Entretanto começam os risos, gritos e tropelias várias, rapidamente seguidos de um crescente número de crianças que se transferia da sala para o terreiro, onde eu me encontrava como simples espectador aquela inesperada situação. Em muito pouco tempo estava-se perante uma autêntica hora de recreio. Não menos curiosa foi a quase indiferença à minha presença, pois à excepção de uns momentos iniciais de maior timidez, só mesmo quando apontava a câmara fotográfica era demonstrada uma certa desaprovação. E é no meio desta agitação, enquanto fotografava miúdos que corriam atrás de uma bola feita de farrapos, que desenvolviam brincadeiras pouco perceptíveis para o meu entendimento ou, simplesmente, procuravam impor a lei do mais forte, que reparei numa rapariga que chorava junto a uma parede, enquanto outras crianças lhe batiam ou troçavam dela. Tive apenas tempo para fazer 2 ou 3 fotografias até darem pela minha presença. E se é certo que acabaram por fugir, incluído a rapariga fotografada, ainda mais certo é que contribuíram para deixar registada uma fotografia que conta uma história real, mas que poderia ser desenvolvida no imaginário de cada um. Com o regresso da mulher que se encontrava na sala, e que só depois percebi ser a professora, impôs-se a pergunta: “o que é que o senhor está aqui a fazer?”. Sorrateiramente, e enquanto me dirigia novamente à estrada para prosseguir caminho, apenas respondi: “ando a conhecer Cabo Verde e as suas maravilhosas histórias do dia-a-dia”.
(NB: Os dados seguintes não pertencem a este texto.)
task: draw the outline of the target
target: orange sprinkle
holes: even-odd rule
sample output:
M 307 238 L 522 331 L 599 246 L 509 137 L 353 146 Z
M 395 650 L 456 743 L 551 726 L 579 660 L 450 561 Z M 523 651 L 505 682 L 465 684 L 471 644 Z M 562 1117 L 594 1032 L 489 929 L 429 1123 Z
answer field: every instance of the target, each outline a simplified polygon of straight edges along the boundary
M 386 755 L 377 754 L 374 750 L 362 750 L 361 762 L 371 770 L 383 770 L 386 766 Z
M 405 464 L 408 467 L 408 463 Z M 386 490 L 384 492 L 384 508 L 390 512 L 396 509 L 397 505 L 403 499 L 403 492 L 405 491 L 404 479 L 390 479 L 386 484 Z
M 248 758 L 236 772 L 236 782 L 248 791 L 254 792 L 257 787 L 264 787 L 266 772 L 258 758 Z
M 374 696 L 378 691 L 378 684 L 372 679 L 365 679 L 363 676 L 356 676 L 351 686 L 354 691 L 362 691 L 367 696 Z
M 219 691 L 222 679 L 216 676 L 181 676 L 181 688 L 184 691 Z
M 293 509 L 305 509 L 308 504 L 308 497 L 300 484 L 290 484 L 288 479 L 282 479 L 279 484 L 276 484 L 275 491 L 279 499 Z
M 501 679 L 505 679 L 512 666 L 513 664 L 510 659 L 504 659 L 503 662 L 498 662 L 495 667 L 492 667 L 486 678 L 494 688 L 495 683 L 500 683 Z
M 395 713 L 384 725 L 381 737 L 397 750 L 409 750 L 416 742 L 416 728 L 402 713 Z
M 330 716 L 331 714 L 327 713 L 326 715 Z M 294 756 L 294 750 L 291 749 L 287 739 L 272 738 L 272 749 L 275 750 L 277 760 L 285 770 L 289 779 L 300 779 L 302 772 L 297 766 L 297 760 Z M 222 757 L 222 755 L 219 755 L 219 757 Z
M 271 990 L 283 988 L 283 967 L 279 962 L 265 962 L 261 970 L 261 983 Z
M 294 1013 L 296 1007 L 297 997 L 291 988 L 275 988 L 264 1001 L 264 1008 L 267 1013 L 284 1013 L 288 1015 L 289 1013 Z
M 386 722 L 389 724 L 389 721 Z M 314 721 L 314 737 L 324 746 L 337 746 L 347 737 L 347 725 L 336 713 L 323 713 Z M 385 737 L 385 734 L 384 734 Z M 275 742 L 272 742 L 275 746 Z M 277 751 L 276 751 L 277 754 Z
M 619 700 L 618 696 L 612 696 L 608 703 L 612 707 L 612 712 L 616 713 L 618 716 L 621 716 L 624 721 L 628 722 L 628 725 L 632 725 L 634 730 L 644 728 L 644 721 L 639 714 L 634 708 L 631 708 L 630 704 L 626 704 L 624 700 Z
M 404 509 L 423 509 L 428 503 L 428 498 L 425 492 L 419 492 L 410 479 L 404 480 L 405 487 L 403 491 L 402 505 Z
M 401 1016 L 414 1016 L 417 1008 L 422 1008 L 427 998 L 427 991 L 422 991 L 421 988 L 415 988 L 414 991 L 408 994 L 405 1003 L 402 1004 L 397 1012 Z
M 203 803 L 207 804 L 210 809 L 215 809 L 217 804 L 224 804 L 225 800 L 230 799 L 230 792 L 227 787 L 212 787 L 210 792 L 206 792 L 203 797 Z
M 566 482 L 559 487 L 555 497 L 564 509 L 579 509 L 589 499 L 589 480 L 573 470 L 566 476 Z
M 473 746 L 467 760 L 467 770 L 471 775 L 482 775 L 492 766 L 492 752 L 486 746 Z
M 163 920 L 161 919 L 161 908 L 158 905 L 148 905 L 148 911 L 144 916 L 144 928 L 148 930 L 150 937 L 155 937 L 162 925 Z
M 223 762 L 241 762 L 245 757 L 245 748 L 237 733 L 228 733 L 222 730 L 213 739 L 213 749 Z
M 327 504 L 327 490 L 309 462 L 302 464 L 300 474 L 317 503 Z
Cabo Verde pode ser um país fascinante desde que o queiramos descobrir. Para além das belas praias, que cada vez mais arrastam um infindável número de turistas para as ilhas do Sal e da Boavista, há imensos recantos por explorar e pessoas que perante a sua enorme generosidade, podem ser o centro de histórias verdadeiramente ímpares.